Loading data: Downloading from site (take a long time: mine took 50min :()

%%time
!imdb-sqlite

Wall time: 31min 18s


2021-11-26 10:41:30,329 GET https://datasets.imdbws.com/name.basics.tsv.gz -> downloads\name.basics.tsv.gz
2021-11-26 10:42:09,495 GET https://datasets.imdbws.com/title.basics.tsv.gz -> downloads\title.basics.tsv.gz
2021-11-26 10:42:35,228 GET https://datasets.imdbws.com/title.akas.tsv.gz -> downloads\title.akas.tsv.gz
2021-11-26 10:43:19,439 GET https://datasets.imdbws.com/title.principals.tsv.gz -> downloads\title.principals.tsv.gz
2021-11-26 10:44:26,200 GET https://datasets.imdbws.com/title.episode.tsv.gz -> downloads\title.episode.tsv.gz
2021-11-26 10:44:32,314 GET https://datasets.imdbws.com/title.ratings.tsv.gz -> downloads\title.ratings.tsv.gz
2021-11-26 10:44:33,488 Populating database: imdb.db
2021-11-26 10:44:33,489 Applying schema
2021-11-26 10:44:33,500 Importing file: downloads\name.basics.tsv.gz
2021-11-26 10:44:33,500 Reading number of rows ...
2021-11-26 10:44:39,672 Inserting rows into table: people
...

#Conecting to the DB
conn = sqlite3.connect("imdb.db")

#Extract the table list
tables = pd.read_sql_query("SELECT NAME AS 'Table_Name' FROM sqlite_master WHERE type = 'table'",conn)

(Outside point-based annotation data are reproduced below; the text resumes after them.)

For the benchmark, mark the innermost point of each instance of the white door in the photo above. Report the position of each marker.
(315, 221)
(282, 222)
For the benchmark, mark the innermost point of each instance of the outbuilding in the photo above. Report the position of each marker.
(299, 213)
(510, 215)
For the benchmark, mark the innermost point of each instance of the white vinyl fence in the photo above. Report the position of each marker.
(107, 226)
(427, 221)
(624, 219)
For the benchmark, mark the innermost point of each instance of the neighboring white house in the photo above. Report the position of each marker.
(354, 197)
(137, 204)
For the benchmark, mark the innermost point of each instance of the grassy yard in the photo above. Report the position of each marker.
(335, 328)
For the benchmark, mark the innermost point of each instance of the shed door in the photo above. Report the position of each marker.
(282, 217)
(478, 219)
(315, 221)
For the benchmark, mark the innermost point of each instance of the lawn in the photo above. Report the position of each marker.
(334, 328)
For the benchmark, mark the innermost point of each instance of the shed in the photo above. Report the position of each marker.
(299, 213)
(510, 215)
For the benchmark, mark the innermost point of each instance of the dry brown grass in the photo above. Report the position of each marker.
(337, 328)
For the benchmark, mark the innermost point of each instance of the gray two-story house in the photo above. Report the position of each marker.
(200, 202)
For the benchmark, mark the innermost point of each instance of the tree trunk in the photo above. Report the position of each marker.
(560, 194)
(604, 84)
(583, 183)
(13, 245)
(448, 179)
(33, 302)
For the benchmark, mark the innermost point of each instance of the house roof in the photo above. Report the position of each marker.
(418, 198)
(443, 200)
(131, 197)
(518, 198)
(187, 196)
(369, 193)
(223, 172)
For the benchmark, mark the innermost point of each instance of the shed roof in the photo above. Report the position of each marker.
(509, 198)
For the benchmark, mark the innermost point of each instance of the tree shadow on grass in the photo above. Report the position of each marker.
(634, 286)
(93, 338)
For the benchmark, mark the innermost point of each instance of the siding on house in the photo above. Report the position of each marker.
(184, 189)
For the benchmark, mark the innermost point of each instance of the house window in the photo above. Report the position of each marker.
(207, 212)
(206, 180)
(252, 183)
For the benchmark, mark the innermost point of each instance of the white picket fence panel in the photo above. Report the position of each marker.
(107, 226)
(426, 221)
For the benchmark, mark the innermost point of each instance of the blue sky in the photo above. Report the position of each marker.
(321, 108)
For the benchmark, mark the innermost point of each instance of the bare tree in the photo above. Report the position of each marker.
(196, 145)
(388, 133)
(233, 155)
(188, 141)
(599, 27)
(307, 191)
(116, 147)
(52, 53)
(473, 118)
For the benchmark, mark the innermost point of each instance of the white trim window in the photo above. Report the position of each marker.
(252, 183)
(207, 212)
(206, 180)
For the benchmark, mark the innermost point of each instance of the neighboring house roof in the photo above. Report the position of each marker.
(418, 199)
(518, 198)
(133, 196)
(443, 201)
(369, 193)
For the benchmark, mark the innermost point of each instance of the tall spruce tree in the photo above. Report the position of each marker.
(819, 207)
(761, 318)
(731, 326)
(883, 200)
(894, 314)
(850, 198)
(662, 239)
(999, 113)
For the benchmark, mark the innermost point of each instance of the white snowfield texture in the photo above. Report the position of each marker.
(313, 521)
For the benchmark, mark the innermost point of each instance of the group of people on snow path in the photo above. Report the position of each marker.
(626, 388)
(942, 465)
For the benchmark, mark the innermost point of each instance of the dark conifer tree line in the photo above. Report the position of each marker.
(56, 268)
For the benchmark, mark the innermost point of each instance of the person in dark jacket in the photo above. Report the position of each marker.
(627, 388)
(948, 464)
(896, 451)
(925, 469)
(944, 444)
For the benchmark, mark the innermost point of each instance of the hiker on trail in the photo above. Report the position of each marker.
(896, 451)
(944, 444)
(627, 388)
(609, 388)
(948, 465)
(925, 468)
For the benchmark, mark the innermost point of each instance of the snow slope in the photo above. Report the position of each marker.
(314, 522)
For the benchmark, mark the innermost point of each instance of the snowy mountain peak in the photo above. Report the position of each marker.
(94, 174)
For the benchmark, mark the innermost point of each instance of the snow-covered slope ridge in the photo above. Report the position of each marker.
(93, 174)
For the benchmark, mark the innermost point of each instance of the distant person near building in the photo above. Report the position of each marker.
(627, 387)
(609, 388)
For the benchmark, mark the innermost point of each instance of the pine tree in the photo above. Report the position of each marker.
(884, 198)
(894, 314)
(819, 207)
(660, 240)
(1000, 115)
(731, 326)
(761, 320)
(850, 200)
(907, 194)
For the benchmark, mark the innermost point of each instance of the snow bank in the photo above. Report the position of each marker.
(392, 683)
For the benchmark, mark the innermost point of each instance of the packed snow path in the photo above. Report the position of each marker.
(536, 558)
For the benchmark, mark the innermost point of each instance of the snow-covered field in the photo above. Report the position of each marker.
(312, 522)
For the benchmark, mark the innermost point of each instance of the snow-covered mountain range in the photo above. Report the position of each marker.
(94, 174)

# The upper words are SQL syntax and the lower are the ones we are searching on the DB

# We make a query
# select name as = alias created
# from sqlite master catalog
# table type filtered

type(tables)

pandas.core.frame.DataFrame

tables.head()

Table_Name
0	people
1	titles
2	akas
3	crew
4	episodes

# Convert df into list
tables = tables["Table_Name"].values.tolist()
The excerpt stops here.